For help with obtaining images and information, it is a pleasure to thank Dr. Anette Kramer, Mr. Manfred Eder, Dr. Raffael Gadebusch, Mr. David Thomas, Prof. Tom Mathews, Dr. Lev Avdoyan, Mr. James Willaman, Dr. Stefano Carboni, Prof. Bernt Glatzer, Dr. Navina Haidar, Dr. Lynn Jones, Dr. Sue Kaukji, Dr. Monik Kervran, and Mr. Derek J. Content. I owe a special debt of gratitude to Dr. Roberta Giunta and Prof. Gherardo Gnoli for their generosity in supplying images of the reliefs from Ghazni and permitting their reproduction. Heartfelt thanks are due to Jaroslav Poncar and Dr. Christian Luczanits for their kindness in supplying and permitting the reproduction of the Alchi images that they will soon publish in all their colorful glory. Particular thanks are also due to Dr. Vandana Sinha at the American Institute of Indian Studies, Gurgaon, for her help with obtaining photographic material from the institute’s archives. I would like to offer a special thanks to Max Schneider for his patience and perseverance with the drawings for the book.
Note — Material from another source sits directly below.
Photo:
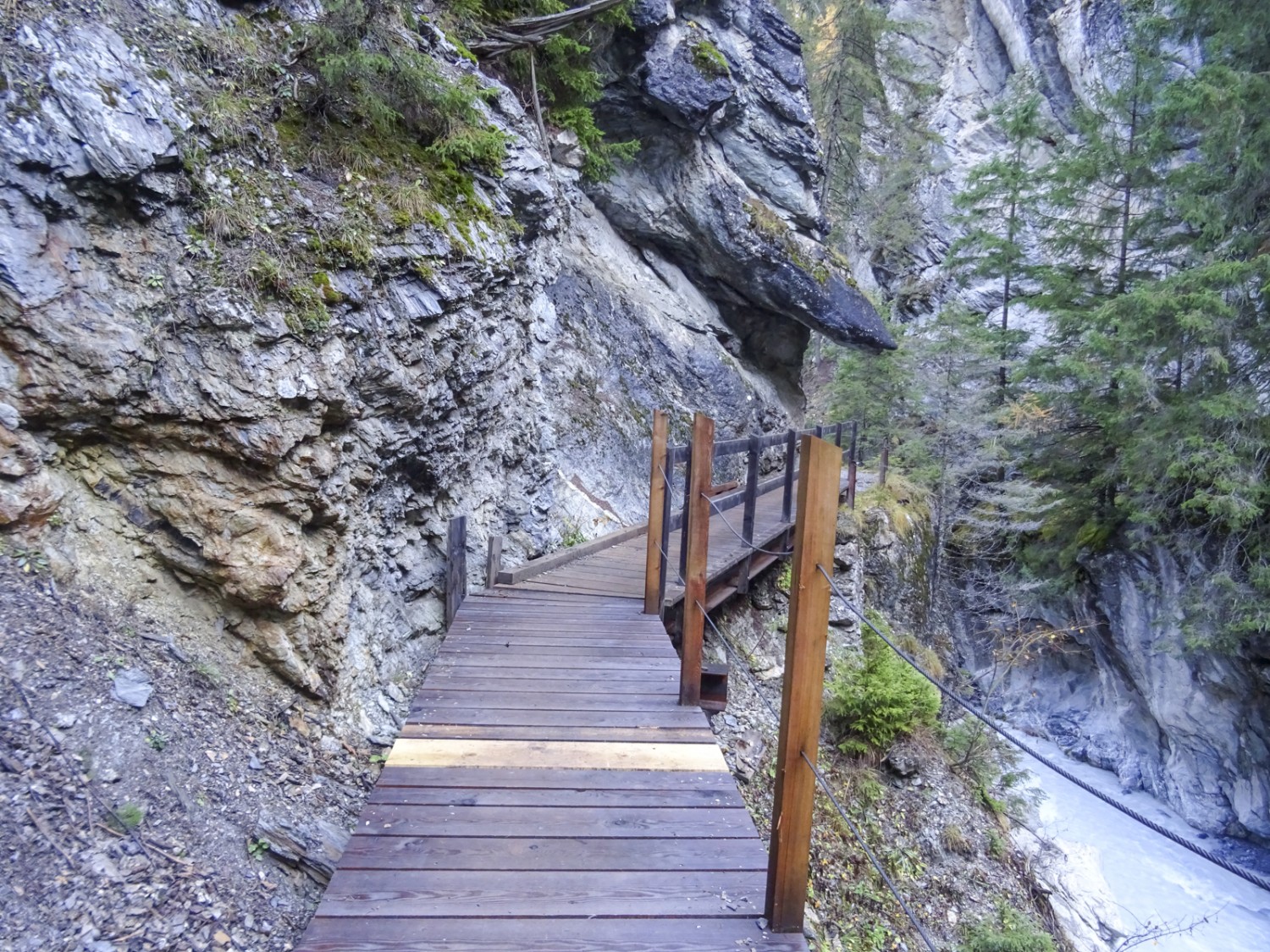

Roberta Giunta, Scott Redford, Bernard O’Kane, and Ilyse Morgenstein Fuerst all commented on various chapters of the book while they were being drafted in ways that helped me clarify the presentation and avoid errors. I owe a particular debt to Oleg Grabar and to two anonymous reviewers for their very careful reading and critiques of the draft manuscript, and to my editor at Princeton University Press, Hanne Winarsky, for her insights and suggestions, to Terri O’Prey and Tracy Baldwin, and to Will Hively for the care with which he copyedited the manuscript. These critical interventions have greatly improved the finished product.
Over the years, the development of my thought on the subjects of this book has derived particular benefit from informal discussions with Phillip Wagoner of Wesleyan University and Sunil Kumar of Delhi University, two colleagues and friends who are major innovators in the field of medieval South Asian history. Whether or not it faithfully reflects the content and tenor of those conversations, without them this project would never have assumed some of the forms that it has. I am truly grateful to them both for their encouragement, support, and comments on the manuscript.
Last but by no means least, for keeping me sane during the interminable process of writing, and for tolerating my occasional inabilities to disengage from premodernity, especially warm thanks is due to Nebahat Avcıoğlu, Zahid Chaudhary, Kryzstof Czuba, Kalleen Flood, Irene Leung, Stella Nair, Avinoam Shalem, Vijayanthi Rao, and Satya Pemmaraju. Srinivasan Padmanabhan has, as always, shown patience above and beyond the call of duty and offered unstinting support for this project throughout its history. Without that support this book would never have seen the light of day.
In claiming this project as a kind of collective endeavor, I should end by emphasizing the limits of collectivity—any glitches, quirks, or outright errors are entirely mine.